The goal is to develop a world-model that translates the conceptual proposal [1, 2] into an empirically validated system, with explicit causal structure, calibrated uncertainty, and audit-ready explanations that make it suitable both as a research instrument for safety science and as a deployable guardrail for emerging AI agents.
[1] Yoshua Bengio, Michael Cohen, Damiano Fornasiere, Joumana Ghosn, Pietro Greiner, Matt MacDermott, Sören Mindermann, Adam Oberman, Jesse Richardson, Oliver Richardson, Marc-Antoine Rondeau, Pierre-Luc St-Charles, and David Williams-King. Superintelligent Agents Pose Catastrophic Risks: Can Scientist AI Offer a Safer Path? arXiv:2502.15657, 2025.
[2] Yoshua Bengio, Michael K. Cohen, Nikolay Malkin, Matt MacDermott, Damiano Fornasiere, Pietro Greiner, and Younesse Kaddar. Can a Bayesian Oracle Prevent Harm from an Agent? In Proceedings of UAI, PMLR 286:257–270, 2025.

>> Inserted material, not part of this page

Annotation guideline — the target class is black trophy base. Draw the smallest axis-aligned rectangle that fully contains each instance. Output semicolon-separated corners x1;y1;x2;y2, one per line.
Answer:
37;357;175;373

[3] Tao Feng, Lizhen Qu, Niket Tandon, and Gholamreza Haffari. IRIS: An Iterative and Integrated Framework for Verifiable Causal Discovery in the Absence of Tabular Data. In Proceedings of ACL, 2025.
[4] Tao Feng, Lizhen Qu, Niket Tandon, Zhuang Li, Xiaoxi Kang, and Gholamreza Haffari. On the Reliability of Large Language Models for Causal Discovery. In Proceedings of ACL, 2025.

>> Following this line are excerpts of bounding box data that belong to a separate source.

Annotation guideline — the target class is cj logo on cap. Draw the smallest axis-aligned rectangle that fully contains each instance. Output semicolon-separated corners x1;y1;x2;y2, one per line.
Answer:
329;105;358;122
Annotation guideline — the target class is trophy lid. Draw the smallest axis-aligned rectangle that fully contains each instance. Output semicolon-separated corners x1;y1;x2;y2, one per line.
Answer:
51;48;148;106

[5] Tao Feng, Lizhen Qu, Xiaoxi Kang, and Gholamreza Haffari. CausalScore. In Proceedings of COLING, 2025.
[6] Vy Vo, Lizhen Qu, Tao Feng, Yuncheng Hua, Xiaoxi Kang, Songhai Fan, Tim Dwyer, Lay-Ki Soon, and Gholamreza Haffari. ACCESS: A Benchmark for Abstract Causal Event Discovery and Reasoning. In Proceedings of NAACL, 2025.
[7] Hao Yang, Lizhen Qu, Ehsan Shareghi, and Gholamreza Haffari. Audio Is the Achilles' Heel: Red Teaming Audio Large Multimodal Models. In Proceedings of NAACL, 2025.